Scope and Logical Filenames

File Scope

The logical filenames used in DATASET and INDEX attribute definitions and the OUTPUT and BUILD (or BUILDINDEX) actions can optionally begin with a ~ meaning it is absolute, otherwise it is relative (the platform configured scope prefix is prepended). It may contain scopes delimited by double colons (::) with the final portion being the filename. It cannot have a trailing double colons (::). A cluster qualifier can be specified. For example, ~myfile@mythor2 points to one file where the file is on multiple clusters in the same scope. Valid characters of a scope or filename are ASCII >32 < 127 except * " / : < > ? and |.

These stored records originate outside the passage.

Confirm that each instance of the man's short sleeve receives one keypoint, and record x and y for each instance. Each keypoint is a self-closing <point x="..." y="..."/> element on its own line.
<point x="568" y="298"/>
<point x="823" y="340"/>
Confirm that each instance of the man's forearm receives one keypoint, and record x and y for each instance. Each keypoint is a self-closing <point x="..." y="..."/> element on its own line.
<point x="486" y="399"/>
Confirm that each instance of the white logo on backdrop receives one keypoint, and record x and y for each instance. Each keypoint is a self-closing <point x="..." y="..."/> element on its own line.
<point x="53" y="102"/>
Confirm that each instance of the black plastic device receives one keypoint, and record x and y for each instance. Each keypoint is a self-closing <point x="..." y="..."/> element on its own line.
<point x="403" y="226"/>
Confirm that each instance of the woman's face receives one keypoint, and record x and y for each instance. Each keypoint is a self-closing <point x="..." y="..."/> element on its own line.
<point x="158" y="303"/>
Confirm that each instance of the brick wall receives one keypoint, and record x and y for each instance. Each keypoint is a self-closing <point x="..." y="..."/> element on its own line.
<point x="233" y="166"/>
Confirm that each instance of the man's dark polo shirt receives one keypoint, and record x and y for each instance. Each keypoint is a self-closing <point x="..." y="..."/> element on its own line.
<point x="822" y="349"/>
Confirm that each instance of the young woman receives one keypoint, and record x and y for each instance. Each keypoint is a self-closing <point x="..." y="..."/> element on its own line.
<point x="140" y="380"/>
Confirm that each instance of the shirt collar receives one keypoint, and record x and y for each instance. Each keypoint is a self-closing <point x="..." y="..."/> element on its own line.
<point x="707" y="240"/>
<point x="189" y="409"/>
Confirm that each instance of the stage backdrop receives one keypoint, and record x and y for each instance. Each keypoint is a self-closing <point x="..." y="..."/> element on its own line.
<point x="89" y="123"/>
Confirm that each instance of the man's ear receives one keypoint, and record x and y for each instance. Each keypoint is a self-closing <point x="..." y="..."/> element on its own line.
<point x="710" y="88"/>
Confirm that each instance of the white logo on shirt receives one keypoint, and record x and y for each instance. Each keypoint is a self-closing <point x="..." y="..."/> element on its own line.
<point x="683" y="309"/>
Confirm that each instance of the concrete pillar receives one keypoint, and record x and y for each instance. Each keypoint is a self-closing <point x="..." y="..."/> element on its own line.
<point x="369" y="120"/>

To reference uppercase characters in physical file paths and filenames, use the caret character (^). For example, '~file::10.150.254.6::var::lib::^h^p^c^c^systems::mydropzone::^people.txt'.

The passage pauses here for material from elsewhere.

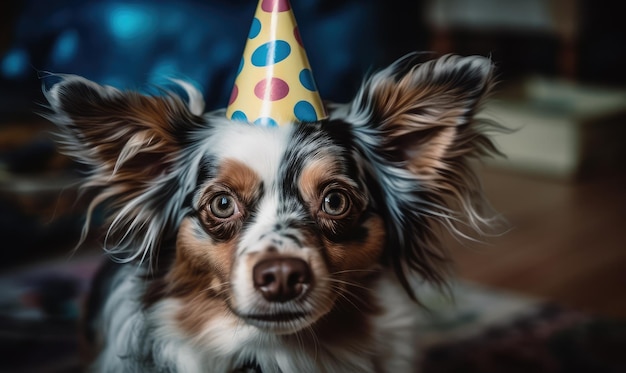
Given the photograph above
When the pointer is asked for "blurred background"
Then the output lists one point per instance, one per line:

The presence of a scope in the filename allows you to override the default scope name for the cluster. For example, assuming you are operating on a cluster whose default scope name is "Training" then the following two OUTPUT actions result in the same scope:

OUTPUT(SomeFile,,'SomeDir::SomeFileOut1');
OUTPUT(SomeFile,,'~Training::SomeDir::SomeFileOut2');

The presence of the leading tilde in the filename only defines the scope name and does not change the set of disks to which the data is written (files are always written to the disks of the cluster on which the code executes). The DATASET declarations for these files might look like this:

RecStruct := {STRING line};
ds1 := DATASET('SomeDir::SomeFileOut1',RecStruct,THOR);
ds2 := DATASET('~Training::SomeDir::SomeFileOut2',RecStruct,THOR);

These two files are in the same scope, so that when you use the DATASETs in a workunit the Distributed File Utility (DFU) will look for both files in the Training scope.

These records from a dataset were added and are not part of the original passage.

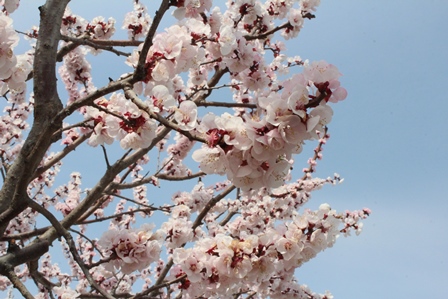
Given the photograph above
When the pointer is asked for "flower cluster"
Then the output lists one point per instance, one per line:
(13, 69)
(264, 261)
(214, 91)
(124, 121)
(133, 249)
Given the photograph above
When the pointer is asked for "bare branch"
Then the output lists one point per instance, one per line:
(140, 72)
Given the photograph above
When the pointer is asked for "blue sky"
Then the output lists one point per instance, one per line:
(388, 140)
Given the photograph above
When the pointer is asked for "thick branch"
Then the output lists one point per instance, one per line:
(47, 104)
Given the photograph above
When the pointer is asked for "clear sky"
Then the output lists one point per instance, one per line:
(388, 140)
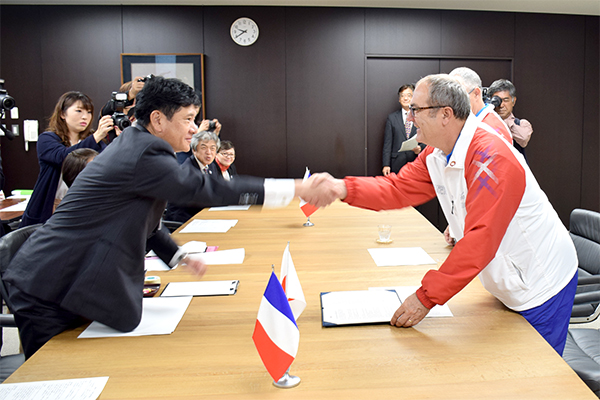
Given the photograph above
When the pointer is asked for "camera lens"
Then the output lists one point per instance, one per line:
(121, 121)
(6, 101)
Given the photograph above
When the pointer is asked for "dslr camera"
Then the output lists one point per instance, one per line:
(489, 99)
(118, 102)
(7, 102)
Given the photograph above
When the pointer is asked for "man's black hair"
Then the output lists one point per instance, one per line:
(166, 95)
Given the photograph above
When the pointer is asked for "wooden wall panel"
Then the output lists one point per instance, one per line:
(300, 96)
(549, 78)
(163, 29)
(478, 33)
(245, 87)
(21, 68)
(325, 92)
(80, 51)
(590, 165)
(402, 32)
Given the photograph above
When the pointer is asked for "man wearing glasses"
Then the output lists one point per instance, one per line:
(225, 158)
(521, 129)
(507, 232)
(397, 131)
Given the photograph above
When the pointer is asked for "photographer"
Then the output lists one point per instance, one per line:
(87, 262)
(69, 128)
(520, 129)
(121, 105)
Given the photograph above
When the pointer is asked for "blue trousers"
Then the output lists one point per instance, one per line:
(551, 319)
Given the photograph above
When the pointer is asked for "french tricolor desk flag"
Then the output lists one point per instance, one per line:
(307, 208)
(276, 335)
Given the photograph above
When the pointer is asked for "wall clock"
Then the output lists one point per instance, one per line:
(244, 31)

However, once you know the scope name you can reference files from any other cluster within the same environment. For example, assuming you are operating on a cluster whose default scope name is "Production" and you want to use the data in the above two files. Then the following two DATASET definitions allow you to access that data:

FileX := DATASET('~Training::SomeDir::SomeFileOut1',RecStruct,THOR);
FileY := DATASET('~Training::SomeDir::SomeFileOut2',RecStruct,THOR);

Notice the presence of the scope name in both of these definitions. This is required because the files are in another scope.

You should be frugal with file scope usage. The depth of file scopes can have a performance cost in systems with File Scope Security enabled. This cost is higher still when File Scope Scans are enabled because the system must make an external LDAP call to check every level in the scope, from the top to the bottom.